Deploying Apache Spark to on-premises

Apache Spark is a key component of IOMETE, a fully-managed lakehouse platform. You can use IOMETE for cloud, hybrid and on-premise environment. Spark provides the underlying processing engine for IOMETE, enabling users to perform a wide range of data processing and analytics tasks, including:

Batch processing: Spark can efficiently process large datasets using in-memory caching and optimized query execution. Interactive queries: Spark can be used to run interactive queries against data lakes, providing users with immediate access to insights. Streaming data processing: Spark can be used to process real-time data streams, such as those generated by IoT devices or social media platforms. Machine learning: Spark offers a rich set of libraries and APIs for machine learning tasks, such as classification, regression, and clustering. IOMETE provides a number of features that make it easy to use Spark for data processing and analytics:

User-friendly interface: IOMETE provides a user-friendly interface for writing and executing Spark code. Integrated notebook service: IOMETE includes a notebook service that makes it easy to develop and run Spark code interactively. Seamless integration with popular tools: IOMETE integrates seamlessly with popular big data tools and libraries, such as DBT, Airflow, and MLflow. Optimized resource utilization: IOMETE optimizes the allocation and utilization of computing resources for Spark jobs. Overall, Apache Spark is a powerful and versatile data processing engine that is well-suited for use in IOMETE. Spark's capabilities are enhanced by IOMETE's user-friendly interface, integrated notebook service, and seamless integration with popular tools and libraries.
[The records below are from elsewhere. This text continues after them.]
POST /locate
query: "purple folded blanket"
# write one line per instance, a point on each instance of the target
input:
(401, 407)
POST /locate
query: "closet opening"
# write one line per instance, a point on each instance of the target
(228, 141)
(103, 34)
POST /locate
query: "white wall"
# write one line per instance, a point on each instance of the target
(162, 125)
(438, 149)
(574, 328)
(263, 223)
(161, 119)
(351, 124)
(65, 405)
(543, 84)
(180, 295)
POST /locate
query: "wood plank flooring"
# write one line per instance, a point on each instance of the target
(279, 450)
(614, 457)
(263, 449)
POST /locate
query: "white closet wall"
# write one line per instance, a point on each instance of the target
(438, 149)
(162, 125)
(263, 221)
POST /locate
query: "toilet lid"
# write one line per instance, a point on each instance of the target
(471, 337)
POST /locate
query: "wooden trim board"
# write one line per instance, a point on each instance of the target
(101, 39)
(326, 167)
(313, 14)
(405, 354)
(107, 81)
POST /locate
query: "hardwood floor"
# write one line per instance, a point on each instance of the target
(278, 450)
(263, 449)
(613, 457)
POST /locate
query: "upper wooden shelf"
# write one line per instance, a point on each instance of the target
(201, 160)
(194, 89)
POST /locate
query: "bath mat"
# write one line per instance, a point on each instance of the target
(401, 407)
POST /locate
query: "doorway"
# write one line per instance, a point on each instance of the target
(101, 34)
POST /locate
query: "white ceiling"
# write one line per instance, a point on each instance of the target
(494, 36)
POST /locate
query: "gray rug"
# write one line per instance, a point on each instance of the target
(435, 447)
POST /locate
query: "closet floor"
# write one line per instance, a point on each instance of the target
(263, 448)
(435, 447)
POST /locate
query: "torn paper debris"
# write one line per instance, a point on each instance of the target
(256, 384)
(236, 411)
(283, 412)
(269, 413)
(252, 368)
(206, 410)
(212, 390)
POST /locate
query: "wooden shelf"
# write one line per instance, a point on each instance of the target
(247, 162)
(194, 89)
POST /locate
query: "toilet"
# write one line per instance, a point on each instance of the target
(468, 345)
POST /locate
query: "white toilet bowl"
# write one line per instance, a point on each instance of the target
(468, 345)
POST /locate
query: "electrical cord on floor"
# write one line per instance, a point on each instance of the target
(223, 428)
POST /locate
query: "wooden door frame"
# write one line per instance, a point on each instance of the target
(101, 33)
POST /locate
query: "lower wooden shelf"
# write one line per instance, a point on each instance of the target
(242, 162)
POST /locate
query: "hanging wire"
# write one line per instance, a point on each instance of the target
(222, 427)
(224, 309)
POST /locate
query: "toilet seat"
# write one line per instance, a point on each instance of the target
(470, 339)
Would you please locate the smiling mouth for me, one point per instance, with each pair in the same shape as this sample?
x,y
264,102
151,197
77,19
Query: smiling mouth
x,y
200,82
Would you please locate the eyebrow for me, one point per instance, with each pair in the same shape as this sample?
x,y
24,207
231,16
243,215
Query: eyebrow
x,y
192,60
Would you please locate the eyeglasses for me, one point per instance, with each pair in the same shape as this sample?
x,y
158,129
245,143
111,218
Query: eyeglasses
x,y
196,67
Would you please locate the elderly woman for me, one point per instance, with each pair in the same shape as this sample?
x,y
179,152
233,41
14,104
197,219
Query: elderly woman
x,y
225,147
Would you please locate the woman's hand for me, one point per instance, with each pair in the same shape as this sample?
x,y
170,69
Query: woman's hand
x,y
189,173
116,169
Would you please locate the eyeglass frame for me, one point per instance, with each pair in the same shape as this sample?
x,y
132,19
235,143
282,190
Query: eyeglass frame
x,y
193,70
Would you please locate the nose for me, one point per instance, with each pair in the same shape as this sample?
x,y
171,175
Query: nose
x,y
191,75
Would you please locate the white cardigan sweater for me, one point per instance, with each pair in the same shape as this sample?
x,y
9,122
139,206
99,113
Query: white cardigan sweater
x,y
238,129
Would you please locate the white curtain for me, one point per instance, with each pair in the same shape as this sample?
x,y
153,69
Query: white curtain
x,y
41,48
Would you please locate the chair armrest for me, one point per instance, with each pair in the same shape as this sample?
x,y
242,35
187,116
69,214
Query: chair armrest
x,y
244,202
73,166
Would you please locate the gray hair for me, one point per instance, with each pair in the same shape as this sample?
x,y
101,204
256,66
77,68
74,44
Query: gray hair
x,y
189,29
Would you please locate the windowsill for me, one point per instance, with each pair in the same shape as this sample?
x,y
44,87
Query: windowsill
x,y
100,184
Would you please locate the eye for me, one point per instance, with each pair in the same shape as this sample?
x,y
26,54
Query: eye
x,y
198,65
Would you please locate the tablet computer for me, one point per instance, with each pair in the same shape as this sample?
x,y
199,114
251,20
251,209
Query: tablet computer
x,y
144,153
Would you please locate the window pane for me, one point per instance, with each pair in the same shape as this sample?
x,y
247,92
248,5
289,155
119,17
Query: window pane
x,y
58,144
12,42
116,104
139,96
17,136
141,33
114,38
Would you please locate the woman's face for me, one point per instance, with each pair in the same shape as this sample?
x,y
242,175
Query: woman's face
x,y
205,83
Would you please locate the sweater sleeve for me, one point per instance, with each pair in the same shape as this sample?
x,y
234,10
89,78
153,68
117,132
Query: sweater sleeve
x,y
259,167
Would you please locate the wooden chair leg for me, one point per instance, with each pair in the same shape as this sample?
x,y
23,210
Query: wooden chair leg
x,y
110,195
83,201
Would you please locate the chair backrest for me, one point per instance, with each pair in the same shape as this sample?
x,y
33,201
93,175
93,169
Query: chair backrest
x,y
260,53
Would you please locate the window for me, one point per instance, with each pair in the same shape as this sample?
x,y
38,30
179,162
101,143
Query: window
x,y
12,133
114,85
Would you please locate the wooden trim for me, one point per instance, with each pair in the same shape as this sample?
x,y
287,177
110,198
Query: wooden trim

Here are some specific examples of how Apache Spark can be used in IOMETE:

  • A data engineer could use Spark to build a pipeline to process and analyze data from a variety of sources, such as databases, cloud storage, and IoT devices.
  • A data scientist could use Spark to train a machine learning model to predict customer churn or identify fraud.
  • A business analyst could use Spark to run interactive queries against a data lake to investigate trends and identify opportunities.

Overall, You can use Spark and IOMETE together to get the most benefit from your data architecture by deploying it on-premises, in the cloud, or in a hybrid environment.